자유권위원회 개인통보 (1999): Ajaz and Jamil vs 대한민국
CCPR Individual Communications (1999): Ajaz and Jamil vs Republic of Korea
배포일 1999. 7. 23.
제출일 : 1995. 6. 1.
채택일 : 1999. 7. 13.
Communication No 644/1995
The Human Rights Committee, established under article 28 of the International Covenant on Civil and Political Rights,
Meeting on 13 July 1999,
Having concluded its consideration of communication No.644/1995 submitted to the Human Rights Committee by Mohammed Ajaz and Amir Jamil, under the Optional Protocol to the International Covenant on Civil and Political Rights,
Having taken into account all written information made available to it by the authors of the communication and the State party,
Adopts the following:
* The following members of the Committee participated in the examination of the present communication: Mr. Abdelfattah Amor, Mr. Prafullachandra N. Bhagwati, Ms. Christine Chanet, Ms. Elizabeth Evatt, Mr. Eckart Klein, Mr. David Kretzmer, Mr. Rajsoomer Lallah, Ms. Cecilia Medina Quiroga, Mr. Fausto Pocar, Mr. Martin Scheinin, Mr. Hipólito Solari Yrigoyen, Mr. Roman Wieruszewski, Mr. Maxwell Yalden and Mr. Abdallah Zakhia.

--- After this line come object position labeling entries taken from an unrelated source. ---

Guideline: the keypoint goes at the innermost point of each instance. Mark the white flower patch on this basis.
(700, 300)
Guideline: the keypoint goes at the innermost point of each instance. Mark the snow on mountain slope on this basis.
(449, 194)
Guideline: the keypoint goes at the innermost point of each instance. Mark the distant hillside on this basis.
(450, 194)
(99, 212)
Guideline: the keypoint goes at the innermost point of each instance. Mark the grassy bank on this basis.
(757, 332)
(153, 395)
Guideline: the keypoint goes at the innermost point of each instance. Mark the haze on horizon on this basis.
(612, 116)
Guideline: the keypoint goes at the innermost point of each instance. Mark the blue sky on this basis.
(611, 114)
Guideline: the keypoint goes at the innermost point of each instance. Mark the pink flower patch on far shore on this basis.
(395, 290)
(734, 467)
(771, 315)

Views under article 5, paragraph 4, of the Optional Protocol
1. The authors of the communication are Mohammad Ajaz and Amir Jamil, both Pakistani citizens at the time of submission of the communication incarcerated in the Republic of Korea. The authors claim that they are victims of violations of their human rights by the Republic of Korea.
The facts as presented by the authors
2.1 The authors state that they were convicted of murdering one Mokhter Ahmed (Vicky) and one Ahsan Zuber (Nana), two fellow Pakistani citizens, in Songnam City on 24 March 1992. The authors were tried and sentenced to death on 29 September 1992, after having pleaded not guilty to the charges.

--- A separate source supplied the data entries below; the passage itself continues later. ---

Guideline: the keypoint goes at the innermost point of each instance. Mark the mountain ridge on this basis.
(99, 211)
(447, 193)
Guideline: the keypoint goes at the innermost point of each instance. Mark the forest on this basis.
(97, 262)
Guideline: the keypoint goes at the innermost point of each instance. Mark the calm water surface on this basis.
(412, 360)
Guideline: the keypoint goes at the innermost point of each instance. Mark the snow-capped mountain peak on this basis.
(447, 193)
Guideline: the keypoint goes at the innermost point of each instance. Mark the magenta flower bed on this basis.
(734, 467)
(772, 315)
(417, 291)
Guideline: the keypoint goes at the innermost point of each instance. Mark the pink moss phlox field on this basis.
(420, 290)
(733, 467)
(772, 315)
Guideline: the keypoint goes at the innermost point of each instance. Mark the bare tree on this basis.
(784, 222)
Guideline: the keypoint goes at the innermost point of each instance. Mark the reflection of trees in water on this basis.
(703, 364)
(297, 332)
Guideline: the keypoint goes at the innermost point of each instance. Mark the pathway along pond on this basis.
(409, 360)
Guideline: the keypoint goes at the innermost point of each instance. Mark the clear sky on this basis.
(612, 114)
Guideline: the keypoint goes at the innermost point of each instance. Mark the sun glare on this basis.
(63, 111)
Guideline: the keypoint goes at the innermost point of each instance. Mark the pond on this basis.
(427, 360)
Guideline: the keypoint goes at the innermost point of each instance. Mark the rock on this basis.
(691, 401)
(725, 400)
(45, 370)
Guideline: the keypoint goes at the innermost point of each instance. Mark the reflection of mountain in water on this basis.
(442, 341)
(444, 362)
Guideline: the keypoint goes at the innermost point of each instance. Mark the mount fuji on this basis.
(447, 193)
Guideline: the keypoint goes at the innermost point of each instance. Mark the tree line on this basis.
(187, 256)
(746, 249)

2.2 The authors state that on 23 March 1992 they were in Songnam's mountain area south-east of Seoul, together with the deceased and three other men. According to the authors one of them, a certain Zubi accused the deceased of murdering his brother, who had been stabbed to death earlier that night in the town of Itaewon. The authors allege that Zubi then stabbed both deceased. The authors claim that they begged Zubi to desist, but that Zubi threatened that if the authors spoke of the evening's incidents, he would "include all of them in the murders".
2.3 The authors state that, on 26 March 1992, they were questioned by the Republic of Korea police as to the whereabouts of Zubi. The authors claim that they told the police that they knew nothing about Zubi’s whereabouts. The authors further claim that the police and the investigating prosecutor then brought in one Zahid, the authors' roommate, and that Zahid was forced to sign a statement written by the police which alleged that the authors had stolen approximately $200 from Zahid on 5 March 1992. The authors submit that the police elicited the statement from Zahid by severely beating him. The authors were subsequently charged with theft.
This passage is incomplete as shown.